Aviso de buena voluntad: hoy no queda otra que comenzar el asunto de manera un tanto escatológica; y no me estoy refiriendo con dicho adjetivo al más allá, a deidades míticas o a la teología de altos vuelos o de andar por casa, sino a aquellos detritos que anuncia el título con soberana nitidez y que son tan comunes a toda especie animal.
Alguna vez me he preguntado en qué momento la mierda propia dejó de olernos mal. Quiero decir que, lo mismo, de nenes, cuando apenas levantamos tres palmos del suelo o ni siquiera levantamos porque éramos aún incapaces de mantenernos en pie nuestras heces nos olían a perro muerto, pero ni sabíamos que eran nuestras. Y bueno, quitando a la propia madre de la criatura que siempre parece estar hecha de otra pasta, no creo yo que haya nadie en el mundo capaz de asegurar sin el más mínimo temblor en la voz que no le importa llenarse las pituitarias de esencia a caca de bebé. Pero el caso es que llega un día en el que, ni cortos ni perezosos, no es que no nos huelan mal nuestros excrementos, sino que podemos sentirnos hasta dichosos aspirando dirección a los pulmones tan soberanas miasmas como si hubiera pasado a nuestro lado alguien con un toque a Chanel n.º 5.

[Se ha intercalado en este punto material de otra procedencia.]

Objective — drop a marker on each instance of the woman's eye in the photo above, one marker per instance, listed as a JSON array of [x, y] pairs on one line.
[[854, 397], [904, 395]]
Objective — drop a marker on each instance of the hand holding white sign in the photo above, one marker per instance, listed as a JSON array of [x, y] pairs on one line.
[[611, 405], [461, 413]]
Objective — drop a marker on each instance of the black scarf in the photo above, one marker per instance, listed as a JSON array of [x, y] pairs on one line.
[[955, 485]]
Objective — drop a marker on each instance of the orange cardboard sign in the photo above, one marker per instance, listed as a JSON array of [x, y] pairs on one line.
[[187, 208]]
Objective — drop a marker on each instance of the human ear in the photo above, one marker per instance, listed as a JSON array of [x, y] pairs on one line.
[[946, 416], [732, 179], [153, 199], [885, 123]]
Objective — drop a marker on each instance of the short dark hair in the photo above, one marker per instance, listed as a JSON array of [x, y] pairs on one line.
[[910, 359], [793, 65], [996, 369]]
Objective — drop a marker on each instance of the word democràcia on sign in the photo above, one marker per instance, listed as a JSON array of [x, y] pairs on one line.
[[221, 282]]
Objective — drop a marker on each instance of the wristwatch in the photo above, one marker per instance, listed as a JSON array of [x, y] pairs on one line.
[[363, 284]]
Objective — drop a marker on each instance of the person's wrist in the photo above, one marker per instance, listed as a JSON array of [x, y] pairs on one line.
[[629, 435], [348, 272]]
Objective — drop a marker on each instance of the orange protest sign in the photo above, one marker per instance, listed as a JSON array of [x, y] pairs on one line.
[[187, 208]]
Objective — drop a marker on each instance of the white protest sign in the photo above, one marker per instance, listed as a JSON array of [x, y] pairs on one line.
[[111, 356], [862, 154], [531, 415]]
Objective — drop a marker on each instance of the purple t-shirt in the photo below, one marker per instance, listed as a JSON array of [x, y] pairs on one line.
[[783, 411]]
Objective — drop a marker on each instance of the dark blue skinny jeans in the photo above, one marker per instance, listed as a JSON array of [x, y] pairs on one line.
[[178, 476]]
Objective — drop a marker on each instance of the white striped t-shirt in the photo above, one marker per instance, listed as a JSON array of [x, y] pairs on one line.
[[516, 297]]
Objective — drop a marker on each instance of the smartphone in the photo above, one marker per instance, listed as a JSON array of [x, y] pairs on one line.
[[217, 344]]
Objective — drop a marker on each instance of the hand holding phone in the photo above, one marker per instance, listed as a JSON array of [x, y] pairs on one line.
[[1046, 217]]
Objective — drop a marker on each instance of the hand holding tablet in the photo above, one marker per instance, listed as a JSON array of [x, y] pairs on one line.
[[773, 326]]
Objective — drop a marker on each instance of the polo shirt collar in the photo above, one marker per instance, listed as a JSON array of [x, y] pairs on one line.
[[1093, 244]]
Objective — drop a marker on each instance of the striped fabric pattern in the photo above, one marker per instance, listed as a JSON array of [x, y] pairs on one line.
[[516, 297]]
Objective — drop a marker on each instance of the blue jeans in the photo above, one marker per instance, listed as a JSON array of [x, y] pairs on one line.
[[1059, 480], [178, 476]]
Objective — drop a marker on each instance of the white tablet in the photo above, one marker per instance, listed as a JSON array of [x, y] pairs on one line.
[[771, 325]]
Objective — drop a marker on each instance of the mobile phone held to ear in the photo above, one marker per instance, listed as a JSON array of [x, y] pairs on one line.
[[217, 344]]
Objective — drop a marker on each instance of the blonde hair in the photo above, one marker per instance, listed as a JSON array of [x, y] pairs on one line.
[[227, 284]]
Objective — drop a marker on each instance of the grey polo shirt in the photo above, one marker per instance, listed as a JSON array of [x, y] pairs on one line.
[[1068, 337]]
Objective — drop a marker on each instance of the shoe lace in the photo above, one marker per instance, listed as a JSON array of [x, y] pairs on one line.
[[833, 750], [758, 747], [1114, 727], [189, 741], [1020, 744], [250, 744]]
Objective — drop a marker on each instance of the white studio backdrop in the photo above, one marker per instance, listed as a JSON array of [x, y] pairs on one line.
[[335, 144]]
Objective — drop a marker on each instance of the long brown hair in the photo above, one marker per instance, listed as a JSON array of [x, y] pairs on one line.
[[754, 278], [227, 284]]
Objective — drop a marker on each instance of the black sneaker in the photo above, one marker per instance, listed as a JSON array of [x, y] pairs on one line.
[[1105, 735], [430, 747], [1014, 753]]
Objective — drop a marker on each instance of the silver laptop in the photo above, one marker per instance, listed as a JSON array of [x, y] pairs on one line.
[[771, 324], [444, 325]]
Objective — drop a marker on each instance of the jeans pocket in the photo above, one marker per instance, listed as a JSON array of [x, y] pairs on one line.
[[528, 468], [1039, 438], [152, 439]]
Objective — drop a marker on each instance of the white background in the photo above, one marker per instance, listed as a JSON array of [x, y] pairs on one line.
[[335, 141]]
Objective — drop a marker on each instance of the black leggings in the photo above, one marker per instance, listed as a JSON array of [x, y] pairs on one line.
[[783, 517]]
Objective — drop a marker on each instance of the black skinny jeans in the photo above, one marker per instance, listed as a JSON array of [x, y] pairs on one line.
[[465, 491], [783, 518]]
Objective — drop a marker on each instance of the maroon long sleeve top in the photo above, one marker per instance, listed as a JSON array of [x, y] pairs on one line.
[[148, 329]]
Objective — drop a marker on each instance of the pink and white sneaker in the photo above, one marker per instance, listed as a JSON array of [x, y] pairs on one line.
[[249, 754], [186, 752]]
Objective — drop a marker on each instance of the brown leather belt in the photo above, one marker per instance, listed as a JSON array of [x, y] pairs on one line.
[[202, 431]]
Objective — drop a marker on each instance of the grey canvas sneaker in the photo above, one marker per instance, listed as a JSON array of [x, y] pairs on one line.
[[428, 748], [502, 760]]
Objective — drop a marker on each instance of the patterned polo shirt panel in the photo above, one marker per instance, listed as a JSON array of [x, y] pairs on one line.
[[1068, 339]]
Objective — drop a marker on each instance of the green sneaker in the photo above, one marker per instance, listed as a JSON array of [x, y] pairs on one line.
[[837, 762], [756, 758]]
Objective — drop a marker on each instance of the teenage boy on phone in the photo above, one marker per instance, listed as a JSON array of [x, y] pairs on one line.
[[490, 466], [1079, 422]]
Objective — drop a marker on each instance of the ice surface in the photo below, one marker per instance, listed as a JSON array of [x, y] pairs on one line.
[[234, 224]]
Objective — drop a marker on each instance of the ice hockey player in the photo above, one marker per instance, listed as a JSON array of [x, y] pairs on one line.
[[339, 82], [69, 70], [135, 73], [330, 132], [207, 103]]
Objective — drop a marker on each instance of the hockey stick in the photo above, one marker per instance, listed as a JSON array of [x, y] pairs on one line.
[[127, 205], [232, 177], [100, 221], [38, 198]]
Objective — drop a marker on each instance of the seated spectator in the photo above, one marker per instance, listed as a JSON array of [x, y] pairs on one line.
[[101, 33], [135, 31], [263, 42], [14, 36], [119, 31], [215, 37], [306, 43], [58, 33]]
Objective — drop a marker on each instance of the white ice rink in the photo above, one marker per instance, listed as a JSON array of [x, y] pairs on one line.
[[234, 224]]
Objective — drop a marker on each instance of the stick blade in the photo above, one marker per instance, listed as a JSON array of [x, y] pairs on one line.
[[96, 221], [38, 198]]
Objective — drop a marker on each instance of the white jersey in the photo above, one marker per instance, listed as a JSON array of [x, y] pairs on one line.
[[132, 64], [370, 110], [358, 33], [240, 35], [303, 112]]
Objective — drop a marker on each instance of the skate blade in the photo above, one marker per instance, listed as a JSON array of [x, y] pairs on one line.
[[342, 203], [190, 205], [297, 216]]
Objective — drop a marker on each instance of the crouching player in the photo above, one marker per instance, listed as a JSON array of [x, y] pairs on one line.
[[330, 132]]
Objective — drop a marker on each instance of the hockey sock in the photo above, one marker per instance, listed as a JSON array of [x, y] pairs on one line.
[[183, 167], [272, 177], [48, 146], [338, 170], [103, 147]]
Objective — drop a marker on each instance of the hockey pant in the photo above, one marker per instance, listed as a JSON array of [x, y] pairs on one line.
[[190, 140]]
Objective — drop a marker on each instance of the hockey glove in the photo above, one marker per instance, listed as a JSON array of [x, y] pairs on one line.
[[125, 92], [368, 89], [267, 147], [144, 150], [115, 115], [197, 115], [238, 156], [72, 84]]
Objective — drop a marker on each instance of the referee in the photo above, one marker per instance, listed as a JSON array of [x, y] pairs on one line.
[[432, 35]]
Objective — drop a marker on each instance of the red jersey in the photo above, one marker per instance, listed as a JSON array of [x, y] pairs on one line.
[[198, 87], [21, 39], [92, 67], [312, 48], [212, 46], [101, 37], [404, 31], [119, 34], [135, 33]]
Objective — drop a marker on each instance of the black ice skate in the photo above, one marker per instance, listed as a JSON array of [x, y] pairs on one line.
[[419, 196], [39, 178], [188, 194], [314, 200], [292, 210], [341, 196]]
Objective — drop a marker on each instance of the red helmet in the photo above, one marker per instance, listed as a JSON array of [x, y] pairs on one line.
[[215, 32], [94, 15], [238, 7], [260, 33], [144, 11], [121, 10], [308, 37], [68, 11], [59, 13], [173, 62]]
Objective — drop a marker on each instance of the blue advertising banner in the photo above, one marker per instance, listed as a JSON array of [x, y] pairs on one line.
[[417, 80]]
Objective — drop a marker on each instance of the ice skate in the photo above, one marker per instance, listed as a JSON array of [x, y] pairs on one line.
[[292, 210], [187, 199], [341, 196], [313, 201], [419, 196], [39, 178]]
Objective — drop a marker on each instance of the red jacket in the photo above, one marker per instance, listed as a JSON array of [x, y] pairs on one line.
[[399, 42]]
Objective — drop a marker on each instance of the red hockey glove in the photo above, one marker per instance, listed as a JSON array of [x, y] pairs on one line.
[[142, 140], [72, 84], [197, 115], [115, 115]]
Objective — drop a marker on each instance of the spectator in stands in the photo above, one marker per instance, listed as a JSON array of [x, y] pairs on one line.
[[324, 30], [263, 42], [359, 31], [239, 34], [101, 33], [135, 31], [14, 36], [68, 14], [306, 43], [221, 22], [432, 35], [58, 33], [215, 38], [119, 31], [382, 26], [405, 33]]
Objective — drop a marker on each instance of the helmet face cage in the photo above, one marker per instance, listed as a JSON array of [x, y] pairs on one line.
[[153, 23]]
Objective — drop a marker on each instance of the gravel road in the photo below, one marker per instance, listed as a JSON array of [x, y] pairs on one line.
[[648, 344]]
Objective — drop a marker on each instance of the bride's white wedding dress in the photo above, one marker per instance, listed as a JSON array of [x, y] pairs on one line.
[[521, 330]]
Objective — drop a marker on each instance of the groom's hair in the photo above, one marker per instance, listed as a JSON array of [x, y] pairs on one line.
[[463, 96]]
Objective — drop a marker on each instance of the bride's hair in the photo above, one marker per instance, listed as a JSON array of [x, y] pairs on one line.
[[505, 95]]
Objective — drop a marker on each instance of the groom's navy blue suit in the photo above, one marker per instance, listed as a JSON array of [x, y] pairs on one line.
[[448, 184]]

En Fez, Marruecos, podemos encontrar las famosas curtidurías Chouwara, consideradas las más importantes del norte de África. Cuando le da al turista inconsciente por seguir al guía a través del zoco de la ciudad y cruzar alguna de las puertas que le conducen sin la más mínima empatía a las hermosas pilas rebosantes de tintes y pieles, el único deseo que asalta su cerebro, al segundo posterior de percibir tan abrumadoras y repugnantes fragancias, es morir de inmediato una vez haya vomitado la comida de los dos o tres días previos cuanto menos. Lo más peculiar de la escena es contemplar a los guías, justo antes de entrar a dichas curtidurías, refregarse las fosas nasales con unas hojas de menta y pasar tan frescos tipo puerta gayola, que en mi caso personal y bisoño sería como tratar de taponar un agujero negro con una palomita de maíz. Y encima dando gracias a toda la cohorte celestial de que las artesas estén al aire libre.
Situaciones similares, menos escatológicas, seguro que podemos rescatar de nuestros recuerdos sin tener que realizar un esfuerzo ínclito que nos destruya la masa encefálica: en la selva peruana, sin ir más lejos, los zancudos nos dejaban a los occidentales hechos unos cristos de pies a cabeza con tanto picotazo y escozor, mientras que a los selváticos, ni cosquillas.
¿Y a que tanta historia? Decía el escritor y periodista francés Georges Bernanos que «el primer signo de la corrupción en una sociedad que todavía está viva es que el fin justifica los medios»; el último signo es habitar en medio del cadáver igual de satisfechos que los gusanos surgidos de su propia putrefacción. Y no es que el que suscribe se haya caído de un guindo antes de ayer, pues sabedores somos de que el poder no corrompe necesariamente, sino que tiene la inmarcesible capacidad de mostrar nuestras vergüenzas a la vista de todos como un mal traje del emperador; pero es que lo de las primarias del PP ha sido de traca y la paradigmática y obscena praxis de aprender a metamorfosearse en cresa sin renunciar a traje ni a corbata. Un partido que se ha hundido por la corrupción y elige como nuevo presidente a un candidato que está siendo investigado por posible fraude en la obtención de un Máster y de su título universitario en Derecho y con la Caja B y la trama Púnica sobre su cabeza como una espada de Damocles. No voy a caer en la desfachatez de argüir que sean mejores el resto de grupos políticos, que solo han tirado de la manta cuando esta ya gozaba del privilegio de dejarles a ellos bien tapaditos, pero tengo claro que en Fez, antes de entrar en las apestosas curtidurías de mierda, estos tipos de chaqueta, corbata y pinta de larva de mosca no necesitarían ni untarse de menta sus jodidas fosas nasales.